Stratford Mill dates from around 1700 and was one of two water mills originally homed in the village of Moreton, Somerset, the other being Herriot's Mill.
In 1816 the mill was used for the production of paper, but this ceased by 1830 due to the mill not being able to compete with other manufacturers including Wookey Hole. Once the mill had stopped being used to produce paper, it became a flour mill and flour production continued for many years.
At the turn of the 20th century a young girl named Catherine Brown from the local village drowned at the mill and her ghost is said to still be seen around the former site of the mill until this day.
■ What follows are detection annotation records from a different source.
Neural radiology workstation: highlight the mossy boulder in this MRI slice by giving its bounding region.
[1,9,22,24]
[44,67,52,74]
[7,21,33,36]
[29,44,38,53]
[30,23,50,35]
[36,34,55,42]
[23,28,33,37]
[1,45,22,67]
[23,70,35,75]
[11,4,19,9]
The village was lost in the early 1950's when it was submerged in order to create Chew Valley Lake, luckily Stratford Mill was dismantled and moved to the grounds of Blaise Castle Estate in 1956, in order to save it from demolition where it was rebuilt on Hazel Brook.
Its sister mill Herriot's Mill was unfortunately lost to Chew Valley Lake, although the foundations of the mill can still be seen in periods of drought when the water level is low.
The building was Grade II listed in 1977, but in recent years the mill has started to fall into disrepair and has been subject to multiple cases of vandalism, there is currently no public access.
The mill dates from around 1700 as a paper mill, located in the village or Moreton, which the remains now live under chew valley lake.
Move to blaise
When the village was vacated to build Chew Valley lake, the mill was moved brick by brick to its new home on the bank of hazel brook in the heart of the Blaise estate.
A long term aspiration is to restore the mill to its former glory, and open it to the public once more. Although this will not be a quick, easy or cheap undertaking.